Related: Why You Should Shave Your Armpits
5. Use extra caution on your balls
It’s no surprise that taking a razor to your balls requires a little more TLC. Your scrotum and shaft in particular are prone to many skin folds and grooves, which can easily be nicked or cut.
In fact, those areas have been proven to trap huge amounts of bacteria—when you shave them, even a minor cut or laceration can cause bacteria to get inside there, says Brian Steixner, M.D., Director of the Institute of Men’s Health at Jersey Urology Group in Atlantic City. This can very easily cause cellutitis, abscesses, and something called Fournier gangrene. (You really don’t want to look this up. Trust us.)
So you’ll want to be extra careful down there. Use your non-dominant hand to pull your skin taut before you go to town with razors, trimmers, and scissors, Dr. Rossi says.
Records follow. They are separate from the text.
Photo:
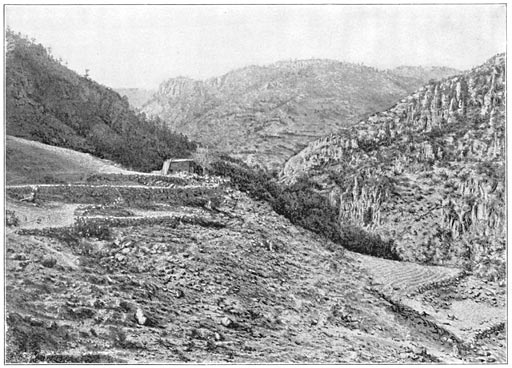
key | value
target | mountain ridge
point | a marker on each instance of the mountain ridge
(438, 154)
(263, 114)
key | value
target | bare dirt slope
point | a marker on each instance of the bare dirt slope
(217, 277)
(31, 162)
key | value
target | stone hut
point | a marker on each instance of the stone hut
(174, 165)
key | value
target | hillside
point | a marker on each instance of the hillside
(264, 114)
(131, 268)
(427, 174)
(137, 97)
(49, 103)
(31, 162)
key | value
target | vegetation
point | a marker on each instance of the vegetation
(47, 102)
(303, 205)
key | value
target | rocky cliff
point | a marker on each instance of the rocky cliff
(428, 172)
(264, 114)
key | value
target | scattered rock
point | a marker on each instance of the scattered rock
(49, 261)
(140, 317)
(226, 322)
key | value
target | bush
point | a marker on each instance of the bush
(303, 206)
(11, 219)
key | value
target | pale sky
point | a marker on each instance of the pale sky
(140, 46)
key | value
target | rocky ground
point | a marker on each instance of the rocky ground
(180, 275)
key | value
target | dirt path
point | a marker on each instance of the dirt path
(405, 277)
(129, 186)
(31, 216)
(462, 305)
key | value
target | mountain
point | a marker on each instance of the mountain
(264, 114)
(137, 97)
(424, 74)
(427, 173)
(47, 102)
(133, 268)
(31, 162)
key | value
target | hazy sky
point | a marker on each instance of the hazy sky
(140, 46)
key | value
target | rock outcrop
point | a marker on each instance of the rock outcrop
(263, 114)
(440, 154)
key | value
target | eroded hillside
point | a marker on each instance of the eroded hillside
(428, 173)
(264, 114)
(47, 102)
(140, 268)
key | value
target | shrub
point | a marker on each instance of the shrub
(11, 219)
(303, 206)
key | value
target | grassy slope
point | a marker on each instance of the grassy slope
(29, 162)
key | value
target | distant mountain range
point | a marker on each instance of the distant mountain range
(428, 173)
(49, 103)
(264, 114)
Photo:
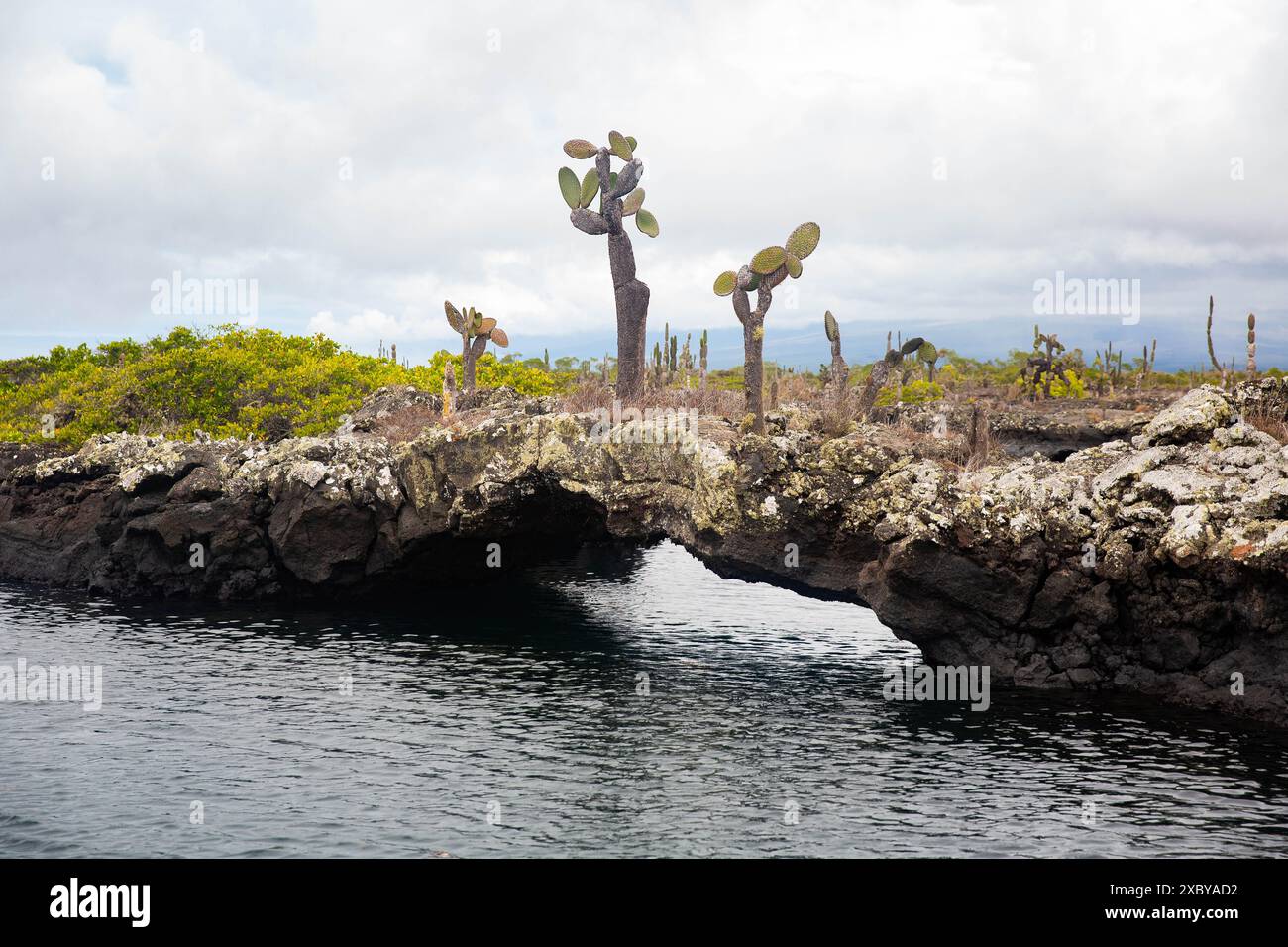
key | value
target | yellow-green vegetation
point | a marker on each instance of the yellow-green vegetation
(918, 392)
(228, 381)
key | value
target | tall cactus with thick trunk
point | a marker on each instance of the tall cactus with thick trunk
(880, 372)
(618, 198)
(768, 268)
(476, 331)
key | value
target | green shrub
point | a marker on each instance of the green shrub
(231, 381)
(913, 393)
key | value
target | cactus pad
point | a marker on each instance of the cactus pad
(570, 187)
(621, 147)
(589, 187)
(803, 240)
(768, 261)
(580, 149)
(454, 317)
(645, 222)
(632, 202)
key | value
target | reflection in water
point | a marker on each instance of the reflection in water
(516, 720)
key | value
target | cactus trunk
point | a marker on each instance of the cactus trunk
(838, 376)
(754, 368)
(1252, 347)
(631, 298)
(875, 382)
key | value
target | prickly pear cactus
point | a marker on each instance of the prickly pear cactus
(764, 272)
(619, 196)
(476, 331)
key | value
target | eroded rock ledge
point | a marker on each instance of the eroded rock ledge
(1154, 565)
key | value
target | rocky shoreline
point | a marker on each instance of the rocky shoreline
(1153, 561)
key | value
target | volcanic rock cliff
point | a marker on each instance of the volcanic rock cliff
(1153, 565)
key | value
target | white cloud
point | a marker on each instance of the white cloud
(1091, 138)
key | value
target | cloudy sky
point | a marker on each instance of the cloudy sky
(365, 161)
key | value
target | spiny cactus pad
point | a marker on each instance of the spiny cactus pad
(570, 187)
(645, 222)
(454, 317)
(768, 261)
(632, 202)
(621, 146)
(589, 187)
(580, 149)
(803, 240)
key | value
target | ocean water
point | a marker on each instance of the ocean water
(601, 705)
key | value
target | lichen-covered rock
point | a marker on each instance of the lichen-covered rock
(1157, 565)
(1192, 418)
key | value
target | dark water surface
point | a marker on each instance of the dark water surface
(509, 722)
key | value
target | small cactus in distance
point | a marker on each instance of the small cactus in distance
(765, 270)
(702, 360)
(476, 331)
(1043, 367)
(1252, 347)
(927, 355)
(838, 373)
(881, 369)
(449, 389)
(618, 197)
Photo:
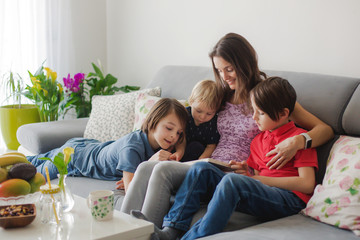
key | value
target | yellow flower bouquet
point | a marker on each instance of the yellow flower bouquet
(46, 93)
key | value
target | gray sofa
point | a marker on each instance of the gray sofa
(334, 99)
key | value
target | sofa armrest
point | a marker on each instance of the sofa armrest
(44, 136)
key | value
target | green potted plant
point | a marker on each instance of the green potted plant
(80, 90)
(12, 116)
(46, 92)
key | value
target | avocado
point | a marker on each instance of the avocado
(23, 171)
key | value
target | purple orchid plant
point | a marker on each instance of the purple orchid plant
(80, 90)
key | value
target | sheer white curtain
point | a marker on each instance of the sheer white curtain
(31, 32)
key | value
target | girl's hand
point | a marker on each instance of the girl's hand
(239, 167)
(285, 151)
(161, 155)
(120, 184)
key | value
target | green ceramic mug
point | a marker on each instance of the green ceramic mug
(101, 204)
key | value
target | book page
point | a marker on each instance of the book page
(226, 167)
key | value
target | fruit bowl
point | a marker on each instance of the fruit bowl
(13, 216)
(30, 198)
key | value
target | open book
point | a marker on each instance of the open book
(226, 167)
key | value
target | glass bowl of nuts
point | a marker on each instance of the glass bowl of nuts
(22, 199)
(13, 216)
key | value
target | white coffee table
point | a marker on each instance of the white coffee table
(79, 224)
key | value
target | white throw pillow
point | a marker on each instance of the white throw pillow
(113, 116)
(337, 200)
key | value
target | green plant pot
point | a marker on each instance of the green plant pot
(12, 117)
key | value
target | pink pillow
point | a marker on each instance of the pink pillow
(337, 200)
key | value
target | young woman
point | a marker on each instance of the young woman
(269, 194)
(112, 160)
(236, 71)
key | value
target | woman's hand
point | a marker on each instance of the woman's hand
(161, 155)
(239, 167)
(120, 184)
(176, 156)
(285, 151)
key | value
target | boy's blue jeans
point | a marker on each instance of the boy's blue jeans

This will smooth out the area and make a slip less likely.
And to be sure you’re hitting all your tricky angles, try standing over a portable mirror in a well-lit bathroom.
Related: How To Manscape Your Taint
6. Clean up a cut
Even if you’re super careful, you can still get a nick down below. In fact, according to a 2012 study from the University of California at San Francisco, cuts were the most common injury sustained during pubic hair grooming that sent people to the emergency room.
If you accidentally slip up, don’t panic. “Make sure to clean the area thoroughly with soap and warm water, as well as alcohol,” says Dr. Rossi. If you’re dealing with just a superficial cut, apply pressure with a damp piece of toilet paper so your cut can clot. Hold firm pressure on the bleeding area for 10 to 15 minutes without peeking; this should stop all minor bleeding.
If bleeding doesn’t stop after 15 minutes, or if blood appears to be pulsating from your cut, call your doctor. A deep cut may require stitches to close the gash.
7. Finish the job with moisturiser
It’s common to feel irritation or a must-scratch-it-now! sensation after shaving. “That’s caused by the sensitive nature of the skin down there, as well as the curved nature of the hair follicle,” explains Dr. Rossi.
You can prevent that prickly feeling with a good dose of post-shave moisturizer. Look for a soothing lotion that contains aloe or camphor—this will help reduce the itching and ease irritation, he says.
But if those problems persist for several days or more, you might have folliculitis—an inflamed hair follicle—or a bacterial or fungal infection. Visit a dermatologist, who can ID your condition and prescribe possible treatments like steroid or antibacterial creams.